🤖 AI Summary
This work addresses the high communication energy consumption and GPU underutilization caused by frequent remote feature accesses in distributed graph neural network (GNN) training. To mitigate these issues, the authors propose a window-based training strategy that exploits the temporal locality of neighbor sampling to cache frequently accessed features within a sliding window and batch remote requests, thereby substantially reducing communication frequency. An offline discrete-event simulation framework is employed to automatically determine the optimal window size, and a hybrid energy model is integrated to evaluate system efficiency.
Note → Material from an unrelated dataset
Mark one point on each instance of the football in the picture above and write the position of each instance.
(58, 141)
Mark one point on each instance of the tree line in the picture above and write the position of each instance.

Experiments on a 4-node GPU cluster demonstrate that the proposed approach reduces total system energy consumption by 27%–43%, improves end-to-end throughput by up to 3.9×, and lowers GPU energy usage by 36%–71%.
📝 Abstract
Large-scale graph neural network (GNN) training often requires distributed clusters because graph structure and feature tensors no longer fit in a single node's memory. In sampling-based training, each mini-batch expands into a receptive field that spans partitions and triggers thousands of remote feature fetches per epoch. This wastes energy for two main reasons: each small RPC pays a fixed initiation and protocol cost, and GPUs continue drawing substantial baseline power while waiting for remote features. We present GreenGNN, an energy-aware distributed GNN training system that reduces communication energy by exploiting the bursty, short-lived temporal locality of neighbor sampling. GreenGNN groups training into windows of W consecutive mini-batches, stages each window's hot features in a local cache, and merges remote requests from each partition owner into a small number of bulk transfers. This amortizes RPC overhead across many features while preserving an on-demand path for cache misses. Because window size controls the trade-off between communication amortization and hot-set staleness, GreenGNN selects W offline using a discrete-event simulator that replays a deterministic one-epoch access trace with a hybrid energy model. We implement GreenGNN on DGL and evaluate it on a 4-node GPU cluster with benchmark datasets. Across datasets and batch sizes, GreenGNN reduces total system energy by 27--43% relative to baseline while improving end-to-end throughput by up to 3.9x. GPU energy drops by 36--71%, driven by fewer RPC initiations and lower GPU stall time.